Cystic fibrosis (CF) is one of the most common genetic diseases worldwide and has major consequences for patients. Although treatments are available to reduce the mucus and prevent inflammation typical of the disease, CF is not yet curable. CF is not yet curable. However, a new study by the Hans Clevers group (Hubrecht Institute) in collaboration with the Jeffrey Beekman group (UMC Utrech)  and Oncode Institute offers new hope.

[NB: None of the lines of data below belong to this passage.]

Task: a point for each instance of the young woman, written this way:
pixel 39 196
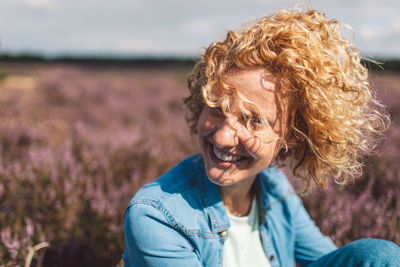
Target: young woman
pixel 287 88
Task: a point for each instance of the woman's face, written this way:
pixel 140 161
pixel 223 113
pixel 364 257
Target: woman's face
pixel 232 153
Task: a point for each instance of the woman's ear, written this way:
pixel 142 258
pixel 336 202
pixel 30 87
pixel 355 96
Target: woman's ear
pixel 291 141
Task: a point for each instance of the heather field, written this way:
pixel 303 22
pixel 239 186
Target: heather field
pixel 77 141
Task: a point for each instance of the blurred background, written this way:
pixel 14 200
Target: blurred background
pixel 91 109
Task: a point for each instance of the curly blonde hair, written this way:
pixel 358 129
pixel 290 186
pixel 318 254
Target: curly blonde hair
pixel 333 114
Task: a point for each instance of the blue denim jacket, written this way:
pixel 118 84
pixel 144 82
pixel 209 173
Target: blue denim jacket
pixel 180 220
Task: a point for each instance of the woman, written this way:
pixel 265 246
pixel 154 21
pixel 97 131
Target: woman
pixel 287 88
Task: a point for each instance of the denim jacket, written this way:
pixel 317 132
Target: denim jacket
pixel 180 220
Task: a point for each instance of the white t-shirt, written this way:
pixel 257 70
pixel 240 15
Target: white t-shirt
pixel 243 246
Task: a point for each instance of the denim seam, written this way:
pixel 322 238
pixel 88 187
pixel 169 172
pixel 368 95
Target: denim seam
pixel 172 221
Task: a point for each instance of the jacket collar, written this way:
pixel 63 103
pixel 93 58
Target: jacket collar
pixel 271 184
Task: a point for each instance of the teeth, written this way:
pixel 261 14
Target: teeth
pixel 226 157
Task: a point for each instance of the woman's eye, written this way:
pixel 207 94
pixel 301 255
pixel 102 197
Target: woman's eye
pixel 256 123
pixel 218 112
pixel 256 120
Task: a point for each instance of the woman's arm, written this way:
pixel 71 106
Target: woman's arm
pixel 151 240
pixel 310 243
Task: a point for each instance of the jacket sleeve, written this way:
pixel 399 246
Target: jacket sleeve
pixel 310 243
pixel 151 240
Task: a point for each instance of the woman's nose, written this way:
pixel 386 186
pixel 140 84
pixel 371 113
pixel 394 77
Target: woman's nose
pixel 226 134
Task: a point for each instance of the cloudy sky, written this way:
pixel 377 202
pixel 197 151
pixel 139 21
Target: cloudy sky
pixel 171 27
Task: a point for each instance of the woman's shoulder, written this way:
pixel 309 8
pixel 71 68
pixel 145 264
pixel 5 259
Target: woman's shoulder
pixel 175 198
pixel 175 181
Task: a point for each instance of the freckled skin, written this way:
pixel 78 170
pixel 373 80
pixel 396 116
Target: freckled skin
pixel 228 135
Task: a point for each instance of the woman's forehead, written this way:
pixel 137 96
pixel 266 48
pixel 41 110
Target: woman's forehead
pixel 259 86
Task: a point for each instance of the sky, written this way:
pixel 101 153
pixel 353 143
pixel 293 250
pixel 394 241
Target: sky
pixel 172 28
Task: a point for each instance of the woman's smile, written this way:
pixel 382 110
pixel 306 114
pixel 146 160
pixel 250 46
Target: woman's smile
pixel 233 153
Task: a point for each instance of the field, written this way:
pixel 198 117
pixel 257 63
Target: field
pixel 77 141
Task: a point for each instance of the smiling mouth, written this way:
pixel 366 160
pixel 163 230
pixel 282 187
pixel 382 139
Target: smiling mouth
pixel 226 157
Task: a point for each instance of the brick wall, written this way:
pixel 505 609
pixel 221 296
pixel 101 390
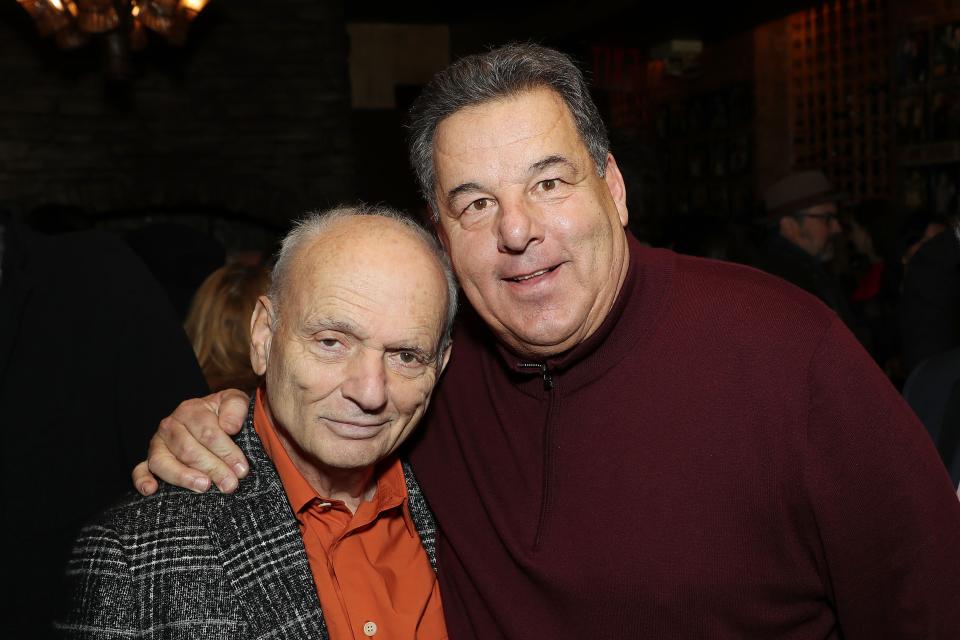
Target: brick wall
pixel 253 116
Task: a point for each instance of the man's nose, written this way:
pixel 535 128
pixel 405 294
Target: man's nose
pixel 365 382
pixel 519 226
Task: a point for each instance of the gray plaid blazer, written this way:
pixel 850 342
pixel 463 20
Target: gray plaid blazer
pixel 184 565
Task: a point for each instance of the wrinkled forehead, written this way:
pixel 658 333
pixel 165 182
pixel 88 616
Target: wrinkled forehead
pixel 502 139
pixel 370 265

Correction of the CF mutations 

The researchers succeeded in correcting the mutations that cause CF in human gut organoids. These organoids, also called mini-organs, are small 3D structures that mimic the intestinal function of CF patients. They were previously developed by the same research group starting from stem cells of patients with CF and stored in a biobank in Utrecht. For the study, published in Life Science Alliance, a technique called prime editing was used to replace the pathogenic mutation with a healthy DNA sequence.

Safer than CRISPR/Cas9
Prime editing is a new version of the better known CRISPR/Cas9 gene editing technique. The CRISPR/(Cas9 system acts as molecular scissors, cutting the DNA before correcting it. Although it can correct mutations of the DNA, it also causes damage in other places in the genome. "In our study, prime editing is safer than the conventional CRISPR/Cas9. It can correct DNA without causing damage elsewhere in the genome. This makes the technique promising for applications in patients," said Maarten Geurts, first author on the publication.

Swell up 

The mutations that cause CF are localized in the CFTR channel, which is present in the cells of various organs, including the lungs. Due to the mutations, the canal does not function properly, so the mucus layer that covers the cells gets too little water: the mucus becomes tough. In organoids without mutations, the addition of a substance called forskolin leads to the swelling of the mini-organ, but this response does not occur in organoids with mutations in the CFTR channel. "We applied prime editing to the mutations and saw that the treated organoids then gave the same response as the healthy organoids: they swelled up. That was proof that our technique had worked and replaced the mutated DNA," Geurts said.

Curing genetic disorders 

Now that the researchers have shown that the mutations that cause CF can be corrected in a safe way, applications in the clinic are one step closer. "Newer variants of CRISPR/Cas9, such as prime editing, can correct mutations without causing damage at any other place in the DNA. This will hopefully allow us to cure or even prevent genetic disorders in the future." Before that happens, there are also some challenges ahead for the researchers. For example, the technique still needs to be adjusted before it can also be used safely in humans. "But this is a nice step towards the successful application of prime editing in the clinic" concludes Geurts.

Another example

Last year, the group of Sabine Fuchs (UMCU) has already proved prime editing to be a successful strategy to repair genes in liver organoids.

Liver organoids were grown from Wilson's disease patients. These patients cannot process copper properly, copper accumulates in the liver and becomes toxic. The same happens to mini-livers derived from such patients, as they die when exposed to copper. After genetic repair with prime editing, patients' organoids survive and grow, even in the presence of copper.

The same approach was used with intestinal organoids from patients with DGAT1, a disease in which fats are not properly processed and result toxic. Thanks to genetic correction, intestinal organoids derived from these patients were able to survive after exposure to fat.